EMC Avamar v3.7 will support VCB (VMWares Consolidated Backup) as well as EMC Celerra NAS (network-attached storage) systems, EMC announced on May 21 at its annual users and partners conference here.
The Avamar deduplication “secret sauce” is being used far and wide across the broad EMC product portfolio—in the arrays, disk libraries, content management, and all the companys storage management software. But support for VMWares VCB is a first for the major virtualization machine vendors.
EMC claims the pairing of Avamar v3.7 and VMWares VCB could reduce the time it takes to backup virtual machines by up to 90 percent by eliminating the unnecessary transmission of redundant backup data that is sent over the network and saved to secondary storage.
EMC acquired VMWare in 2004 and Avamar, a small company based in Irvine, Calif., last fall for $165 million, initiating a trend among storage vendors and making deduplication a pillar of next-generation storage systems. Now, all major storage companies either have a form of deduplication (or single-instance storage, as some call it) in their portfolios or will have it soon.
The conglomerate, based in Hopkinton, Mass., which has acquired 32 companies in the last five years including RSA in 2006 as well as Avamar and VMWare, said it is succeeding in funneling all its new technologies back into its product line, and that results are beginning to show up in the numbers.

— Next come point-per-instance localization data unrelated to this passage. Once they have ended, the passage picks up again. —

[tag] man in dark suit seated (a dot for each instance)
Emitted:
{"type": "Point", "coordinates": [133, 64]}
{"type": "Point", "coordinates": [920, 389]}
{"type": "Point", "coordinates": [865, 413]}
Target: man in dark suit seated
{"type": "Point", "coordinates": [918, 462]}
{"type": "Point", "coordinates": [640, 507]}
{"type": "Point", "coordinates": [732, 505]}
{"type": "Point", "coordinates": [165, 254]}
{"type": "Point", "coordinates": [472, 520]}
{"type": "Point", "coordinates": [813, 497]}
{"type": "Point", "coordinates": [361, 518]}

EMC also announced a number of new products and services and unveiled a major new plan to digitize historical documents in order to rescue them from the ravages of time and nature.
Worlds largest VTL?
The company also introduced what it believes to be the “worlds largest open systems virtual tape library,” the EMC Disk Library 6000 Series. The $1 million VTL is a storage system that scales to 1.8 petabytes of usable compressed capacity and can back up a whopping 11PB of data per hour. It is based on EMC standard high-end storage array, the Symmetrix DMX-3 platform.
This is not your standard storage system. The DL6100 supports up to 1,440 disk drives in a single system and offers RAID 5 protection with a maximum usable uncompressed capacity of 615TB and up to 1.845PB of compressed capacity.
“Obviously, this is designed to be a replacement for tape systems,” EMC vice president Dave Donatelli told a press conference. “We believe that virtually all storage will be going to disk over the next few years and away from tape.”
The companys Documentum content management division unveiled a new user interface for its “next-generation” Documentum 6 enterprise content management platform. Built specifically for managing transactional-based content and business processes, Documentum 6 aims to streamline these processes by combining its process suite with EMCs Captiva document imaging software.
New Heritage Information project
President, Chairman and CEO Joe Tucci welcomed the approximately 8,000 conference participants with a keynote in which he introduced a new EMC initiative—one which will help digitize historical documents, maps, artwork and other artifacts now residing in such places as the John F. Kennedy Library in Boston, the Smithsonian Institution in Washington, D.C., and the Anna Amalie Library in Germany.
Dubbed the EMC Information Heritage Initiative, the project will seek to scan and digitize millions of papers, photographs, drawings, video and other artifacts using EMC people, products and processes in a partnership with IDG.
Along the way, the initiative will enlist volunteers from all over the world to help in the massive effort, which aims to save history and culture from the past and make it available for generations to come.